My goal for the outboard HD, in addition to added recording space, was to eventually come up with a method of playback of recordings on the external HD (for viewing in our motorhome when out traveling away from home, without having to physically remove and transfer the whole existing 722K setup) either to a Windows based PC, or to a TV - figuring that either a PC software program or "magic box" would be needed to accomplish my goal.

Since no such solutions have arrived, my next best solution was to buy a used 722K receiver to mount permanently in the MH, and then only transfer the outboard HD between 722K's when we travel - the MH 722K was planned to ONLY be used for playback of pre-recorded programs - no satellite connection or input.
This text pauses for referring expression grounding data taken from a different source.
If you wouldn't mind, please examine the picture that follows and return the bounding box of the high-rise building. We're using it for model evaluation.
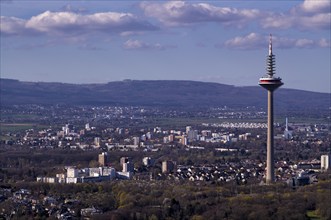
[98,152,108,167]
[94,137,100,147]
[284,118,292,140]
[321,154,331,171]
[120,157,130,166]
[122,161,134,172]
[67,167,78,178]
[162,160,175,173]
[259,35,283,184]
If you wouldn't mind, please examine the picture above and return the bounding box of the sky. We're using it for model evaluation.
[0,0,331,93]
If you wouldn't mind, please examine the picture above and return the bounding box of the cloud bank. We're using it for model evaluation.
[140,1,260,26]
[224,33,330,50]
[0,11,158,36]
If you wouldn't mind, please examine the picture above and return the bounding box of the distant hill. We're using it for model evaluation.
[0,79,330,111]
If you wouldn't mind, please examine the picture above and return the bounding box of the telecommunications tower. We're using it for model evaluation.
[259,34,283,184]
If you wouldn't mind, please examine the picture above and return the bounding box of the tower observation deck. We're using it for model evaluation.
[259,34,283,184]
[259,34,283,91]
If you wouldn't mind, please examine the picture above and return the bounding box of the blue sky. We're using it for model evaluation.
[0,0,331,92]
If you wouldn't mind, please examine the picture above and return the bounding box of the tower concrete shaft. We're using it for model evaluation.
[259,35,283,184]
[266,90,275,184]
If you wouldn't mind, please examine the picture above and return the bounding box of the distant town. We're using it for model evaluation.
[0,105,331,219]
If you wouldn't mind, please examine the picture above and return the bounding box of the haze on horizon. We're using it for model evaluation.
[0,0,331,93]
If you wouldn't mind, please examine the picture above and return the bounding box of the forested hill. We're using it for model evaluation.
[0,79,330,111]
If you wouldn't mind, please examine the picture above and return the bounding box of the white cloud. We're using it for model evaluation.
[296,0,331,13]
[261,0,331,31]
[123,39,175,50]
[222,33,265,50]
[0,11,158,36]
[224,33,330,50]
[140,1,260,26]
[0,16,25,35]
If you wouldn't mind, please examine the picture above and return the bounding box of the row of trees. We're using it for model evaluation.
[0,175,331,220]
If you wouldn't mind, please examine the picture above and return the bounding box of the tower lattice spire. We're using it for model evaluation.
[267,34,276,78]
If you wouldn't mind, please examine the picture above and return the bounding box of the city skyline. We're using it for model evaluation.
[0,0,331,93]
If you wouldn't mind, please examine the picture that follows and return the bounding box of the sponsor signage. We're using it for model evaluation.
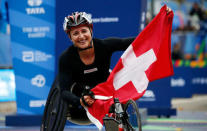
[9,0,55,115]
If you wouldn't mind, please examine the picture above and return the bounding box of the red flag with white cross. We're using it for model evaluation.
[86,5,173,129]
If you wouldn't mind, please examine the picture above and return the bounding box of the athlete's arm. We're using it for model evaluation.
[58,53,80,106]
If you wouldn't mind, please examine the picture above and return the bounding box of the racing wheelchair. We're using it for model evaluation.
[40,78,142,131]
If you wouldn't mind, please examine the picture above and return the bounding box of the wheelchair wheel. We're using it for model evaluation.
[41,77,68,131]
[124,100,142,131]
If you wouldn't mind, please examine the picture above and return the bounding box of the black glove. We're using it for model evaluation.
[81,86,95,106]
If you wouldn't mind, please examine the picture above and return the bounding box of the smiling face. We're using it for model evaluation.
[69,26,92,49]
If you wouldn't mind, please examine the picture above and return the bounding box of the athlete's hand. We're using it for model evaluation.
[166,6,172,14]
[80,95,95,107]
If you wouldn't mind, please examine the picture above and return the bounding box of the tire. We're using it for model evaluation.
[124,100,142,131]
[40,78,68,131]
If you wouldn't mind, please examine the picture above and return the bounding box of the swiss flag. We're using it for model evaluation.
[85,5,173,129]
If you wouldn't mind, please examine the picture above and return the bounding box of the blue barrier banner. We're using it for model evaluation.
[9,0,55,114]
[0,69,16,102]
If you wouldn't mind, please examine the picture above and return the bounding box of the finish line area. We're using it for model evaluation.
[0,111,207,131]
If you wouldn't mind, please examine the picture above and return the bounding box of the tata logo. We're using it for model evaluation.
[26,0,45,15]
[27,0,42,6]
[170,78,185,87]
[31,74,46,87]
[143,90,155,97]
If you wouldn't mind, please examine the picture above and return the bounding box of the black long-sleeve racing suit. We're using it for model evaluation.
[59,38,134,106]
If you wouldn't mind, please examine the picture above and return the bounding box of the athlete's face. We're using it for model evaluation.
[69,26,92,49]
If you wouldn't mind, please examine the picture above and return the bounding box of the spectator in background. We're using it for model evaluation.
[189,2,205,30]
[190,2,205,21]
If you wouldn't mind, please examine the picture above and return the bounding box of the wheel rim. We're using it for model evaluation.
[124,100,142,131]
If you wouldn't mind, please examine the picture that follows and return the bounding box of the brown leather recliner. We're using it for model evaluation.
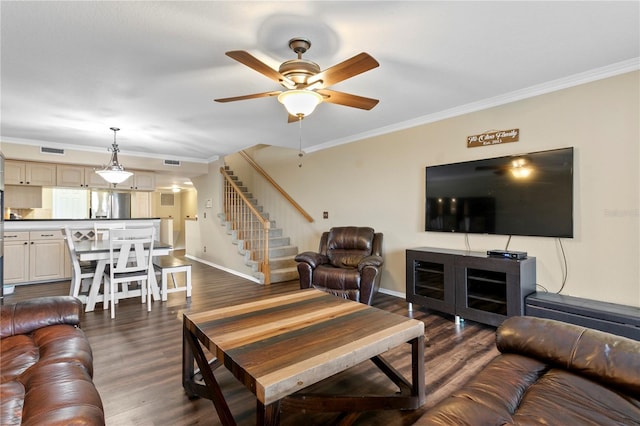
[295,226,383,305]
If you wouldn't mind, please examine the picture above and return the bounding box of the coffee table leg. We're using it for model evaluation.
[182,325,236,426]
[256,401,280,426]
[411,336,425,407]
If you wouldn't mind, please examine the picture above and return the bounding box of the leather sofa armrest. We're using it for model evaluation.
[358,256,384,272]
[496,317,640,395]
[0,296,82,338]
[295,251,329,269]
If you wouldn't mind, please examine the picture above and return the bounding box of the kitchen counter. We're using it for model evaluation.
[4,217,160,232]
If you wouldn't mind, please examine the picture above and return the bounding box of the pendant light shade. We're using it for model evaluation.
[96,127,133,186]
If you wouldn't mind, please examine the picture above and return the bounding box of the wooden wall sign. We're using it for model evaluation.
[467,129,520,148]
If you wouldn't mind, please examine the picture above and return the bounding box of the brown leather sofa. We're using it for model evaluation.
[295,226,383,305]
[0,296,105,426]
[416,317,640,426]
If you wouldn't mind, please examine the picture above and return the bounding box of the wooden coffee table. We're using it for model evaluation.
[182,289,425,425]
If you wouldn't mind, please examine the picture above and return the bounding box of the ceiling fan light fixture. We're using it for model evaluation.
[278,90,322,117]
[96,127,133,186]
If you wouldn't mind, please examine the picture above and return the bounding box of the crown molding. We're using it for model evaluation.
[305,57,640,153]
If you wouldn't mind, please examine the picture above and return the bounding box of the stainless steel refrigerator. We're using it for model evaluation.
[89,190,131,219]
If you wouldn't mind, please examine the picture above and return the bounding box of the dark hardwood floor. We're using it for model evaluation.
[5,251,498,426]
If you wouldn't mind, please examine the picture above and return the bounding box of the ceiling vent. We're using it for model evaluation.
[160,193,175,207]
[40,146,64,155]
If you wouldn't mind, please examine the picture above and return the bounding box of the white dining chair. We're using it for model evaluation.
[63,226,96,297]
[93,221,126,241]
[104,228,155,318]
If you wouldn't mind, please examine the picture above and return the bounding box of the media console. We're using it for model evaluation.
[406,247,536,326]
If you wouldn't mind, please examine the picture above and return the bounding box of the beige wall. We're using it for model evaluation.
[198,72,640,306]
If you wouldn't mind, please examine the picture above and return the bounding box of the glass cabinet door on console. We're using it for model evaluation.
[406,247,536,326]
[456,256,536,326]
[406,250,455,315]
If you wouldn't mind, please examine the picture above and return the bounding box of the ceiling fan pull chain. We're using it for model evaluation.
[298,116,304,167]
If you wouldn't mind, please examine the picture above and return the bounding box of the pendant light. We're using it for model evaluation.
[96,127,133,186]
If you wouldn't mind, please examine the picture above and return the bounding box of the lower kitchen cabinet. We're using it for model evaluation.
[4,230,71,284]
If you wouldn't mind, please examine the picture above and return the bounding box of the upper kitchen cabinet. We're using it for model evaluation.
[57,164,109,188]
[4,160,56,186]
[118,170,156,191]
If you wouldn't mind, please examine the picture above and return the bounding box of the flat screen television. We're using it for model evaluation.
[425,148,573,238]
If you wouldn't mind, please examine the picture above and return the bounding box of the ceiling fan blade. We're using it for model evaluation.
[214,90,282,102]
[307,52,380,87]
[225,50,295,87]
[316,89,380,110]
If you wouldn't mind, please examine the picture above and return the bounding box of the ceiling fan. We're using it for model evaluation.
[215,37,380,123]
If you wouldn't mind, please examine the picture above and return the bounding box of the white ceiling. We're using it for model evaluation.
[0,1,640,171]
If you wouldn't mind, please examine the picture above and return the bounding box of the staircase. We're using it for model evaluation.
[218,166,298,284]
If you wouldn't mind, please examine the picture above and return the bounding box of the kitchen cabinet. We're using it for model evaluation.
[4,185,42,209]
[57,164,110,188]
[5,230,71,284]
[4,231,29,284]
[4,160,57,186]
[118,170,156,191]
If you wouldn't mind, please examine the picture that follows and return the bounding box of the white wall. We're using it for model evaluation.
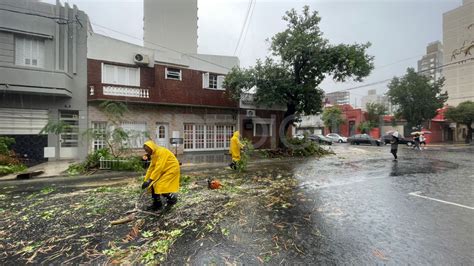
[443,1,474,106]
[143,0,198,54]
[87,33,155,67]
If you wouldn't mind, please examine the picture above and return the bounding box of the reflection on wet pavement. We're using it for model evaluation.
[295,144,474,265]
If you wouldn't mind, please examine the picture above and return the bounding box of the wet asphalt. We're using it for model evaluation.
[294,144,474,265]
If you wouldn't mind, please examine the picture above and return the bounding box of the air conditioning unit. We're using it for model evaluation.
[247,110,255,117]
[133,54,150,65]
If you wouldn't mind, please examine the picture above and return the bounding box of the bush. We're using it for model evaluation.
[0,152,20,165]
[112,156,145,172]
[288,138,332,157]
[84,148,112,169]
[235,139,255,173]
[66,163,86,175]
[0,137,15,155]
[0,164,28,176]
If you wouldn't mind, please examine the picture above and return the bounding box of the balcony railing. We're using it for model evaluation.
[88,84,150,100]
[102,86,150,98]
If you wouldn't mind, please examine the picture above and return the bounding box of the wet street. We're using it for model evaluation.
[0,144,474,265]
[295,145,474,265]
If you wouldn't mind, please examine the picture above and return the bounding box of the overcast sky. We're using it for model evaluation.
[46,0,462,105]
I found and bought a great used 722K DVR off Ebay for well under $100 - it was advertised a having a contract balance against it, but no big deal I figured, since no use other than recorded playback was intended, thus, no need to contact Dish for activation - our in-home 722K recognized and operated with the outboard HD right out of the box without any needed Dish activation, and I was hoping ALL 722K's would do the same...

I was wrong! :nono2:

Turns out, the 722K I bought over Ebay not only had a contract balance, but it is also a LEASED unit - which the Dish rep would/could not activate to a new owner! 

All this, I discovered when I called Dish to see what my activation options were - and found that essentially, there ARE no options, at least as far as that single Dish rep could come up with. An earlier phone call to Dish with the provided R0# had resulted in my being told by THAT Dish rep that there was NO contract balance due or other issues - why the different stories, I don't know!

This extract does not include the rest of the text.